Clark walked through the front door and was waved through the detectors with a toothy smile from Jack, the front desk guard. Gossip was running slow at LexCorp, and Clark wondered if the news had even made it out of the penthouse. Lex had, though. Clark had been sure Lex would pull some kind of stunt, play hooky from work and come out of the bathroom while Clark was dumping his underwear drawer into a duffle bag. But the penthouse was empty. Clark had checked even before he unlocked the front door.
He wandered the rooms a little aimlessly, picking up only what caught his eye. He filled his boxes with books and CDs from the office and living room, saving his clothes - and the bedroom - for last. He could still hear the shouting in that room. Grabbing a brownie from the plate in the kitchen, Clark headed to the bathroom for the toothbrush he had left there the night before. It was in the quiet, echoing space that his ears finally picked up the buzzing that he had almost trained himself not to hear. Clark swallowed his mouthful of brownie, offering a sad wave in the direction of the closest surveillance camera. Lex was there after all, just waiting for Clark to find him.
His stuff was all over the penthouse. Clark's books never had found a place in Lex's library, living on a tiny bookshelf in his office instead. His CDs were rarely out of the player long enough to find their space in Lex's alphabetical collection. But Clark had stood his ground in the bedroom, and demanded half of Lex's closet.
Lost among Lex's freshly laundered shirts, he was regretting that now. And he couldn't remember whether there was a camera in here, which was bugging him, considering how many times they had fucked up against the Paul Smith suits.
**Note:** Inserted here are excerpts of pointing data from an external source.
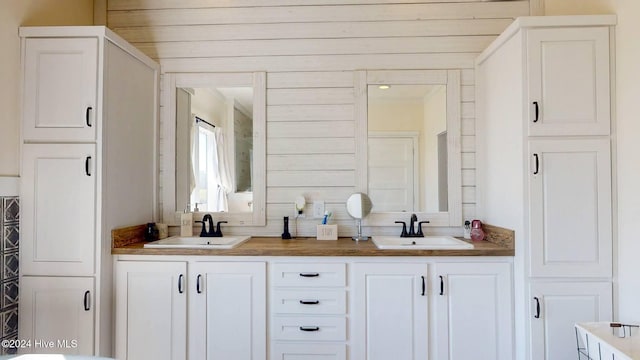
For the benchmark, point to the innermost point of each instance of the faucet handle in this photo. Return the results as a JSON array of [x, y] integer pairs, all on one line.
[[404, 228], [218, 232], [203, 232], [420, 234]]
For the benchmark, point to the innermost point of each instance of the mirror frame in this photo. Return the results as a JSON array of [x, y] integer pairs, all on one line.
[[256, 80], [450, 78]]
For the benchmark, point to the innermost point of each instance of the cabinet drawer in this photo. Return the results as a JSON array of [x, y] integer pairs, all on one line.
[[312, 328], [281, 351], [312, 274], [310, 301]]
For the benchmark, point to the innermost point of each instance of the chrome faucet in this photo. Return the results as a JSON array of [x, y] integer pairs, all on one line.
[[208, 229], [412, 231]]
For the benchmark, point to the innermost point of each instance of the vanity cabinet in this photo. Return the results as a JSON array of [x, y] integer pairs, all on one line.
[[473, 312], [308, 303], [227, 310], [90, 106], [390, 311], [151, 310], [545, 168], [220, 305], [338, 308]]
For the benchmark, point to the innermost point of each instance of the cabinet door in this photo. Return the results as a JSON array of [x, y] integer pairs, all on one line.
[[151, 310], [556, 307], [227, 310], [57, 314], [568, 73], [389, 317], [60, 86], [473, 311], [308, 351], [58, 209], [570, 208]]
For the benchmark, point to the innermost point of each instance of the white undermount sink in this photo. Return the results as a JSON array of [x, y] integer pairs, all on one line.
[[423, 243], [194, 242]]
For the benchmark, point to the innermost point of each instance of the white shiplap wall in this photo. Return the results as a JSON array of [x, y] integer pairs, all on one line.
[[309, 49]]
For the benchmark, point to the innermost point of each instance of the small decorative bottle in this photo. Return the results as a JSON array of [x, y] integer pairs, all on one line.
[[476, 231]]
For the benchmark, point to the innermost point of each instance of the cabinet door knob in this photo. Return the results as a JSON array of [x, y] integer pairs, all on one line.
[[87, 160], [198, 289], [87, 115], [87, 300], [180, 288], [536, 110]]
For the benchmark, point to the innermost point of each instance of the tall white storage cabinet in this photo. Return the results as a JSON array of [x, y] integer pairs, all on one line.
[[90, 107], [545, 170]]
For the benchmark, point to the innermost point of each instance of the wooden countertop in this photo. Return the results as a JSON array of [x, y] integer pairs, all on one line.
[[274, 246]]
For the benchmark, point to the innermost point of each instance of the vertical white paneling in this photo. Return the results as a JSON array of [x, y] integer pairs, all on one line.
[[311, 56]]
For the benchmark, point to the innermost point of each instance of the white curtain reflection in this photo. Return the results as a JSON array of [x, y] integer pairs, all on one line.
[[211, 176]]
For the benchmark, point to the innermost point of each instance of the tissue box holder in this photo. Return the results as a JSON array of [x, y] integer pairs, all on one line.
[[327, 232]]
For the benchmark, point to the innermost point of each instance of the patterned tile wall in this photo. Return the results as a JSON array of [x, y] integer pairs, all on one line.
[[9, 239]]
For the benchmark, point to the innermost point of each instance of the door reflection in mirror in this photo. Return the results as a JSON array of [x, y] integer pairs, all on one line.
[[407, 152]]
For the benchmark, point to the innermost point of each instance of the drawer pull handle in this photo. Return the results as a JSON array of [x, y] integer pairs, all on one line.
[[309, 328], [86, 165], [180, 288], [309, 274], [87, 300], [86, 115], [309, 302]]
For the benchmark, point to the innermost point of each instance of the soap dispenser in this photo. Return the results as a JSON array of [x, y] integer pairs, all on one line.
[[186, 222]]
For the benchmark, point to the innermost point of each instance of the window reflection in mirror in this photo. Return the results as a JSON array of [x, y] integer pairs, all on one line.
[[407, 148], [214, 149]]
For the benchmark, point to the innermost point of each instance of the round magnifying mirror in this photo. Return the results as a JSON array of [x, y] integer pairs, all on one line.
[[358, 207]]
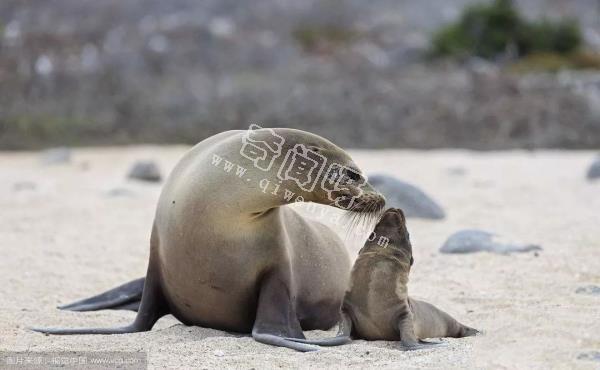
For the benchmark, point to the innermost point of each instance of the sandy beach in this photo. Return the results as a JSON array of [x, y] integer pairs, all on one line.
[[73, 230]]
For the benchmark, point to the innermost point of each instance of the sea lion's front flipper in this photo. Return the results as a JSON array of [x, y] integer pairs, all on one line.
[[124, 297], [276, 319], [152, 307], [341, 338]]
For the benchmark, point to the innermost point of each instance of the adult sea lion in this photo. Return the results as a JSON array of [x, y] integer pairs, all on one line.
[[226, 253], [377, 305]]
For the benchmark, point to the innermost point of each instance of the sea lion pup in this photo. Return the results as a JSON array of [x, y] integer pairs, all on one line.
[[226, 253], [377, 305]]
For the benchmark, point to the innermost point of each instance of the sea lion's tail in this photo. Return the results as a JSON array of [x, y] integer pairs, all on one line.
[[124, 297]]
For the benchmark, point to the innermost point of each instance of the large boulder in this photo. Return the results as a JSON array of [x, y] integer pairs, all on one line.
[[472, 241]]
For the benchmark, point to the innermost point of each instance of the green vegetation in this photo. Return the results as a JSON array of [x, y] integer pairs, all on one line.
[[496, 29]]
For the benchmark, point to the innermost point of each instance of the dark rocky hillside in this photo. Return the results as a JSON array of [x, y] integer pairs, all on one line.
[[79, 72]]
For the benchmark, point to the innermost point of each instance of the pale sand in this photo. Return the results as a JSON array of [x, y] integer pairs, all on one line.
[[67, 239]]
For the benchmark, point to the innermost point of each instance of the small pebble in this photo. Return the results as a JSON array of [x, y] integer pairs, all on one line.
[[145, 171]]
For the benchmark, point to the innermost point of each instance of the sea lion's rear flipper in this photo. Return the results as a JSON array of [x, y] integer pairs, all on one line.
[[341, 338], [124, 297], [408, 338], [152, 307], [276, 319]]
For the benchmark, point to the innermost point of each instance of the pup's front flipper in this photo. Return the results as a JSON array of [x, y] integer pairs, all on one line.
[[342, 337]]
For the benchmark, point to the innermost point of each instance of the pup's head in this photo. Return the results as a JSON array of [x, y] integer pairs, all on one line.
[[390, 232]]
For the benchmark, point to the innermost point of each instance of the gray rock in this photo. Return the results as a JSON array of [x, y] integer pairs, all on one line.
[[412, 200], [55, 156], [472, 241], [594, 171], [145, 171], [590, 289], [590, 356]]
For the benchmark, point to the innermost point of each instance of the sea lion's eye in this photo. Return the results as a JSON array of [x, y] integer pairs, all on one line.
[[354, 176]]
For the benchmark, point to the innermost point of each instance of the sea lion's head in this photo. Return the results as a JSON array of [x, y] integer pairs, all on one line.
[[391, 234], [334, 178]]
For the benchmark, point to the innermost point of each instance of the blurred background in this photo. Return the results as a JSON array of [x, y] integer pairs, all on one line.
[[380, 74]]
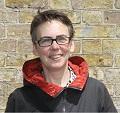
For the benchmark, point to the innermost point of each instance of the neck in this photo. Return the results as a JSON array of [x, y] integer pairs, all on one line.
[[59, 77]]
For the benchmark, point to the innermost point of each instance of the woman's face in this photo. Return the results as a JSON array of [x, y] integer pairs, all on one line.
[[54, 56]]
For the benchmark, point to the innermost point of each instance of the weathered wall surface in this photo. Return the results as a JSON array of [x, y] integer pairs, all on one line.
[[97, 39]]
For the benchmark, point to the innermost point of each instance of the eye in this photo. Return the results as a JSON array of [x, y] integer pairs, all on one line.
[[62, 39]]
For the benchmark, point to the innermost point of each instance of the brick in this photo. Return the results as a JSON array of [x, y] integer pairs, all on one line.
[[3, 90], [117, 4], [7, 45], [11, 16], [26, 16], [111, 46], [117, 60], [92, 17], [27, 3], [91, 46], [99, 60], [14, 60], [60, 4], [2, 30], [99, 31], [1, 3], [77, 4], [7, 74], [112, 17], [18, 31], [17, 3], [104, 4], [118, 31], [2, 16], [117, 90], [75, 16], [24, 46], [42, 4], [2, 60], [112, 76], [77, 47]]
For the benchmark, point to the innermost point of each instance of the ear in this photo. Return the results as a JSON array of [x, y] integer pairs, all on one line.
[[72, 46], [35, 50]]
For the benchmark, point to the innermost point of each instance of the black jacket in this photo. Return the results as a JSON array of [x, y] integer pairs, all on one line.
[[93, 97]]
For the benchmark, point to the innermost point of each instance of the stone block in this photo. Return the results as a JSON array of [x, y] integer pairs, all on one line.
[[92, 46], [12, 16], [77, 47], [2, 16], [2, 60], [18, 31], [2, 31], [118, 31], [26, 16], [94, 31], [26, 3], [92, 17], [112, 76], [60, 4], [117, 90], [90, 4], [117, 61], [7, 45], [2, 4], [112, 17], [7, 74], [75, 16], [111, 46]]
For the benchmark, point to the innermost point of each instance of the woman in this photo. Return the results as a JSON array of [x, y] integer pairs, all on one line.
[[56, 82]]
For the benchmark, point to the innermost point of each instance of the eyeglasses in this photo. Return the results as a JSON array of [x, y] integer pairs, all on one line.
[[47, 41]]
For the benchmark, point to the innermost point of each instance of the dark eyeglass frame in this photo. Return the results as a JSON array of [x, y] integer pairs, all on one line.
[[56, 39]]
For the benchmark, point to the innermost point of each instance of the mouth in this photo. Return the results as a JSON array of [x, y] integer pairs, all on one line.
[[56, 57]]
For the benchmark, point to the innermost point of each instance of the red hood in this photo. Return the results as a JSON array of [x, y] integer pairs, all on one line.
[[31, 74]]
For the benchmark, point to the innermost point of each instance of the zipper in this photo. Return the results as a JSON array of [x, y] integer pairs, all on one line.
[[64, 100]]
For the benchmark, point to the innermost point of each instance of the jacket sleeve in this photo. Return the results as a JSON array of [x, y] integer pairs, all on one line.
[[107, 103], [10, 107]]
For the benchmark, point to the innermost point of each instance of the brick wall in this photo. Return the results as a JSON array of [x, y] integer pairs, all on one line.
[[97, 39]]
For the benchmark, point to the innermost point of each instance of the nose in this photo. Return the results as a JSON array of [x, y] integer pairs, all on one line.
[[54, 45]]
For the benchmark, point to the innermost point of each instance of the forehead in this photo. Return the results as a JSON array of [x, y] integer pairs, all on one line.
[[52, 28]]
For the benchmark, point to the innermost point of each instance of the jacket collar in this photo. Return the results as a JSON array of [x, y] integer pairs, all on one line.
[[32, 75]]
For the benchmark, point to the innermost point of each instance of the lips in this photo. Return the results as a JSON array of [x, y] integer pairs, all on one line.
[[56, 57]]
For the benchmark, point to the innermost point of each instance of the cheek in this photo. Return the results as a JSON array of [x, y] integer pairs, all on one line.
[[43, 52], [66, 49]]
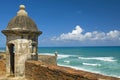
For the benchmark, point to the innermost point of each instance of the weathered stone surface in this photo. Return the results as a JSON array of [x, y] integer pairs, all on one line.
[[2, 67], [2, 55], [48, 59], [36, 70]]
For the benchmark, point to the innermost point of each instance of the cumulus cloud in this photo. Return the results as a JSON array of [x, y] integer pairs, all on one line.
[[77, 35]]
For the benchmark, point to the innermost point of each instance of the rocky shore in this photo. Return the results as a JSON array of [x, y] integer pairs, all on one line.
[[38, 70]]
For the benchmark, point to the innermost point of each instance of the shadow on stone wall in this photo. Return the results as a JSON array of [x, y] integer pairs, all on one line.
[[2, 67]]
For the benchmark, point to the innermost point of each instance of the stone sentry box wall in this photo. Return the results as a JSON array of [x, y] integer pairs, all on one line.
[[36, 70], [21, 44]]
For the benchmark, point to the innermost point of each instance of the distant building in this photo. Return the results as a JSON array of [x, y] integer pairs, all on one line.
[[21, 44]]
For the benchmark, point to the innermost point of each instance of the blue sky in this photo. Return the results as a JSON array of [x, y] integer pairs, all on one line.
[[69, 22]]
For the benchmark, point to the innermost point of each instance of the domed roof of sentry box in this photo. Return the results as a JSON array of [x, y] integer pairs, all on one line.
[[22, 22]]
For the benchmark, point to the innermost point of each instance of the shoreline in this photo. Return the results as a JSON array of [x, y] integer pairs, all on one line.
[[88, 71], [76, 68]]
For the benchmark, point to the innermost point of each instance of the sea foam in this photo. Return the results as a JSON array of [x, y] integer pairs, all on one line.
[[90, 64]]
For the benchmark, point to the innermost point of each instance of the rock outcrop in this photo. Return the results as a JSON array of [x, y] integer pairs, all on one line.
[[36, 70]]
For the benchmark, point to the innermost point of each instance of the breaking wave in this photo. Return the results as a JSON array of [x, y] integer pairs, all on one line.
[[90, 64]]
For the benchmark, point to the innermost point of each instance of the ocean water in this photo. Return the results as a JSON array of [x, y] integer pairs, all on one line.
[[102, 60]]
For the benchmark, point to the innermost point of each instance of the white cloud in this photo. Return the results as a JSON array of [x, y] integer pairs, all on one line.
[[77, 35]]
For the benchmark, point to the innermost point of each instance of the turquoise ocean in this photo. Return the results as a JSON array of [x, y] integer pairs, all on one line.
[[102, 60]]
Clark grabbed two of his own suits and enough shirts to last a week, and left everything printed with plaid. He'd have Lex, and Lex would have someone else, pack up and courier the rest. His boxes and bags stacked at the front door were depressing to look at, so Clark went back to the kitchen for another brownie. There was no milk in the fridge to go with it.
He stood in the middle of the kitchen. He thought about writing a note. He thought about leaving a message on the machine, something he knew Lex would play over and over, like he would the videotape. Clark even thought about staying - Lex would be home in an hour, maybe two - but that wasn't the purpose of all this.
He wasn't at the point yet where he would start thinking he was making a mistake. Leaving, Clark told himself, was why he had come.
So, he wrote a note on a little piece of paper, and stuck it to the fridge with a cartoon corncob magnet. "Buy Milk." He hoped Lex would see it.